We all live with data. Regardless their origin, format or meaning, data depict world around us. From the accounting department spreadsheets to your lastly received text message, data take many aspects. But can we understand a single datum? Without naming, without description, it would be difficult to understand the meaning of all the data we use everyday. And to understand it, we need other data. We call it metadata. What is metadata? How is it used for? What is the difference with regular data?
What is metadata?
Metadata is all the data we use to describe and understand data. Like data, it can be found in various forms. As an example, creator identity, update time or contributors names are information we use to qualify data. And many others exist. Actually, it would be impossible to list every possible metadata types.
However, some standardization initiatives appeared.
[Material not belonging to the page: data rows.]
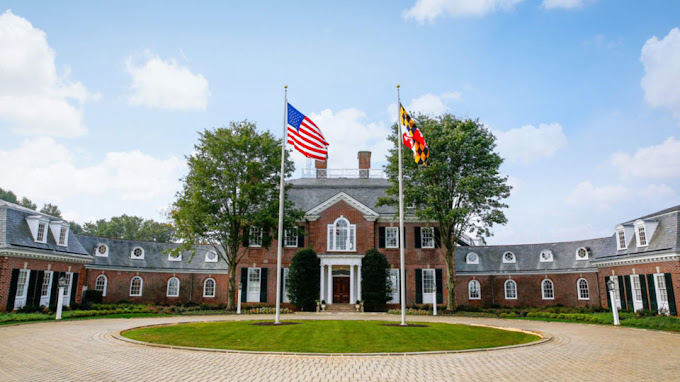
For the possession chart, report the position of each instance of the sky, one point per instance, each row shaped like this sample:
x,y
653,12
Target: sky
x,y
100,103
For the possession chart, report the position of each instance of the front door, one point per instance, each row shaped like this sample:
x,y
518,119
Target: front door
x,y
341,290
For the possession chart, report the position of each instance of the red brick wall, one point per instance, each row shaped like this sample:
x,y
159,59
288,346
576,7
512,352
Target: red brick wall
x,y
8,263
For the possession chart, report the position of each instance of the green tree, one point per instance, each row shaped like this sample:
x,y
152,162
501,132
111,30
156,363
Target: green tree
x,y
303,279
375,282
460,189
232,185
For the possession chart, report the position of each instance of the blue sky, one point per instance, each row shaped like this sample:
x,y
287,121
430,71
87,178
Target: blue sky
x,y
101,102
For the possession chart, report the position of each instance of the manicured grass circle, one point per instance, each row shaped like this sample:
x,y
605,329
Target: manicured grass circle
x,y
317,336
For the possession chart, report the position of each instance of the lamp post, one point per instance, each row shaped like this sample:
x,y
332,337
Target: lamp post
x,y
60,299
238,307
612,298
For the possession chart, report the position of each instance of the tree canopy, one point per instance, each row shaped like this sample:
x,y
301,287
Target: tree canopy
x,y
232,185
461,188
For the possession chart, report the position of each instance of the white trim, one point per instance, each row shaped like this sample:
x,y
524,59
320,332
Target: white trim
x,y
479,290
545,282
167,292
505,289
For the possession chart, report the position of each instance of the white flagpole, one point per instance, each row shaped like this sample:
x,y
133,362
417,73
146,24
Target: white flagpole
x,y
281,195
401,218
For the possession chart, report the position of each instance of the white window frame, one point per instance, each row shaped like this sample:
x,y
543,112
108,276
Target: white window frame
x,y
251,285
332,233
431,240
505,289
141,286
548,258
513,260
47,278
579,289
99,254
470,289
290,238
21,293
470,260
661,293
545,291
205,287
394,232
132,253
170,280
255,237
106,283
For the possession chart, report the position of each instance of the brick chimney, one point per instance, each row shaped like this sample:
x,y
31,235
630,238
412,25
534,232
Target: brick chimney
x,y
364,163
320,168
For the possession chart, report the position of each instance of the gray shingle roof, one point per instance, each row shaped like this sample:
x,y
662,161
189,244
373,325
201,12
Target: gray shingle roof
x,y
155,256
308,193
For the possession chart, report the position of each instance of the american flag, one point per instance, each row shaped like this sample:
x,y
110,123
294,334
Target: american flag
x,y
306,136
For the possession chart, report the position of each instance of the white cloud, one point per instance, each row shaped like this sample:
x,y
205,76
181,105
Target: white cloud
x,y
54,175
528,144
563,4
661,82
165,84
604,198
428,10
660,161
34,99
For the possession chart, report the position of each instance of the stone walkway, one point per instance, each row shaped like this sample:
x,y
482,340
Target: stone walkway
x,y
87,351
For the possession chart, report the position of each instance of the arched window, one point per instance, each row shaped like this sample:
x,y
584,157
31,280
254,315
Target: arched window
x,y
100,284
583,292
510,290
209,287
341,235
173,287
547,290
474,290
136,285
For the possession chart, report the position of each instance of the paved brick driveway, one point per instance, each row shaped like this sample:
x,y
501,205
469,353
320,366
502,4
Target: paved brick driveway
x,y
87,351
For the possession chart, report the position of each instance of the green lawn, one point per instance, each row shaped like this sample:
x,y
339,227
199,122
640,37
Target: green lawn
x,y
312,336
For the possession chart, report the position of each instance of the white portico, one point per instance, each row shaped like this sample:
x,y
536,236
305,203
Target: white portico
x,y
340,278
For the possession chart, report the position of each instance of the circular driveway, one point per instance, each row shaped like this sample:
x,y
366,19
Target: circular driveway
x,y
88,351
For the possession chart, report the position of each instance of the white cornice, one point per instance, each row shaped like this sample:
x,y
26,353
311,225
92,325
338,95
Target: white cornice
x,y
638,260
55,256
314,213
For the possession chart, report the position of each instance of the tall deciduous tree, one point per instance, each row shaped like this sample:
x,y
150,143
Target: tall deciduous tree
x,y
232,185
460,188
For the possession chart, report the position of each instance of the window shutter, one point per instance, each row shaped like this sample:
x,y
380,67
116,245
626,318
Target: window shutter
x,y
652,293
74,287
606,288
301,237
263,285
246,237
244,284
440,286
671,296
12,290
643,290
622,292
40,276
419,286
629,293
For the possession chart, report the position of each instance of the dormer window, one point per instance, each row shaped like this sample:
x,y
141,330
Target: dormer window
x,y
546,256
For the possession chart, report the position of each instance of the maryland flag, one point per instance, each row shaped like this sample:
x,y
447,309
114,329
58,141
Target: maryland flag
x,y
413,138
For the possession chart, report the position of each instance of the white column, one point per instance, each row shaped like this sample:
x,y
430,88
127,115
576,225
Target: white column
x,y
352,299
359,283
329,291
321,284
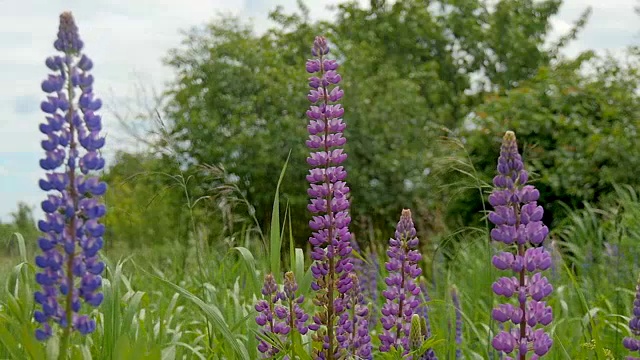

The Dublin Core defines a list of metadata describing web pages. Subject, contributors, sources… Linked ISO 15836 lists 15 fields to efficiently describe web resources. But if the Dublin Core successfully qualify wenb pages, it would poorly describe other kind of data like, let’s say, a sales database.
Because each kind of data has its metadata. Understanding a text message needs us to know its author, and recipient. For a temperature statement, location, time and sensor model are relevant. Eventually, data users need to build their own metadata references. What are the differences between metadata and data?
No legal definition separates the two concepts. Actually, purpose decides the right classification. But do we need this split? Very often, metadata can be considered as full-fledged data. Additionally, it can sometimes deliver more relevant knowledge than regular data. In the case of phone calls, operators traditionally consider content as data. Hosts names, call time and length take part of the metadata. Yet, gathering all metadata from one person calls and analyzing it can deliver accurate information about its close relationships. In the case of such an analysis, metadata is not processed differently than other data.
Analyzing data alone would be an error. The real issue remains to retrieve and organize annex data in a clear and structured way. This step even begins at the very start of the analysis process, before profiling. Master Data Management practices cover this area. However, metadata should not be an end in itself. It should only allow a better understanding of data and enable relevant and accurate analysis.